Postanowienie SN z dnia 25 listopada 2016 r., sygn. V CSK 295/16
Sąd Najwyższy w składzie:
SSN Marta Romańska (przewodniczący, sprawozdawca)
SSN Mirosław Bączyk
SSN Krzysztof Pietrzykowski
w sprawie z wniosku E. Z. przy uczestnictwie I. Z. o umieszczenie w szpitalu psychiatrycznym, po rozpoznaniu na posiedzeniu niejawnym w Izbie Cywilnej w dniu 25 listopada 2016 r., skargi kasacyjnej uczestniczki postępowania od postanowienia Sądu Okręgowego w K. z dnia 13 listopada 2015 r., sygn. akt XVIII RCa .../15,
1) oddala skargę kasacyjną;
2) przyznaje adw. M. F. ze środków budżetowych Skarbu Państwa - Sądu Okręgowego w K. kwotę 240 (dwieście czterdzieści) zł wraz z należnym podatkiem od towarów i usług tytułem wynagrodzenia za pomoc prawną udzieloną uczestniczce w postępowaniu kasacyjnym.
Uzasadnienie
E. Z. wniosła o umieszczenie w szpitalu psychiatrycznym I. Z., bez jej zgody, w celu objęcia leczeniem.

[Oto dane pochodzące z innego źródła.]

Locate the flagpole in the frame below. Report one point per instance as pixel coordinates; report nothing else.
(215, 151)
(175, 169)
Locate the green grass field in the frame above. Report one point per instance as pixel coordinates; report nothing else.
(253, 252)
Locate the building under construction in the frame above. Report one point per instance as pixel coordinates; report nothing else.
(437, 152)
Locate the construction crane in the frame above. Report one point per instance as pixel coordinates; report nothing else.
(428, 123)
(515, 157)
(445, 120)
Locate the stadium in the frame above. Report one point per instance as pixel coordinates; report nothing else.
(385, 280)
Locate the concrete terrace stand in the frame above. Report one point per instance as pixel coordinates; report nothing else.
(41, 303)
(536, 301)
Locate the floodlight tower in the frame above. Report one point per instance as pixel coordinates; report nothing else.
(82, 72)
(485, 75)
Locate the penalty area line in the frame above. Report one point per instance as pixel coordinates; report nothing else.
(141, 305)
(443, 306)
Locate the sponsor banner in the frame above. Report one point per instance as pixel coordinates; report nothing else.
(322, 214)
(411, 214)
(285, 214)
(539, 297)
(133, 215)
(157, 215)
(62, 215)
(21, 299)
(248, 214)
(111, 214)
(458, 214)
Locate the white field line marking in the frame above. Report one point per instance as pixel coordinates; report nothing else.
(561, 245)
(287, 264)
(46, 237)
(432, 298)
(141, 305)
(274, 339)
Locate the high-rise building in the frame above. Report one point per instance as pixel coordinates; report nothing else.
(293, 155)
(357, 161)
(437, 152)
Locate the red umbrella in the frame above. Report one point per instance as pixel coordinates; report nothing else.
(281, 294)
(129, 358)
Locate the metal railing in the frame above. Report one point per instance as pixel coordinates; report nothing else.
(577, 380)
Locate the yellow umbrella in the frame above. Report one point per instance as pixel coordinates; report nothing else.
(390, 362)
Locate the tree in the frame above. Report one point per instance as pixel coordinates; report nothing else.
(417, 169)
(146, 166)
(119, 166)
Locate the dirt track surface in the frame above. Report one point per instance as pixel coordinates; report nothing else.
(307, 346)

Postanowieniem z 3 sierpnia 2015 r. Sąd Rejonowy w P. stwierdził potrzebę przyjęcia I. Z. do szpitala psychiatrycznego bez jej zgody.
E. Z. jest matką I. Z. Na podstawie świadectwa lekarskiego specjalisty psychiatry J. P., dokumentacji medycznej uczestniczki postępowania z Państwowego Szpitala dla Nerwowo i Psychicznie Chorych w R. z okresu od 15 do 24 lutego 2012 r., gdzie uczestniczka została przyjęta na zasadzie art. 23 ustawy z 19 sierpnia 1994 r. o ochronie zdrowia psychicznego (tekst jedn. Dz.U. z 2016 r., poz. 546; dalej: "u.o.z.p.") oraz dokumentacji medycznej z Kliniki Psychiatrii i Psychoterapii w K. z 2013 r., opinii biegłego sądowego, zeznań wnioskodawczyni, świadka i uczestniczki, Sąd Rejonowy ustalił, że uczestniczka jest dotknięta chorobą psychiczną w postaci psychozy z kręgu schizofrenii paranoidalnej. Uczestniczka izoluje się od rodziny i społeczeństwa, wypowiada treści o charakterze urojeń wielkościowych i ksobnych, ma urojenia dotyczące zarażenia chorobą zakaźną, obserwacji przez satelity i organizacje. Funkcjonowanie z uczestniczką w domu jest nie do wytrzymania, zdarza się, że wpada ona w furię, wyzywa domowników, rzuca w nich różnymi przedmiotami lub prowadzi z nimi dziwne dyskusje. Biegły sądowy K. J. stwierdził, że psychoza w postaci schizofrenii paranoidalnej trwa u uczestniczki od około 4 lat.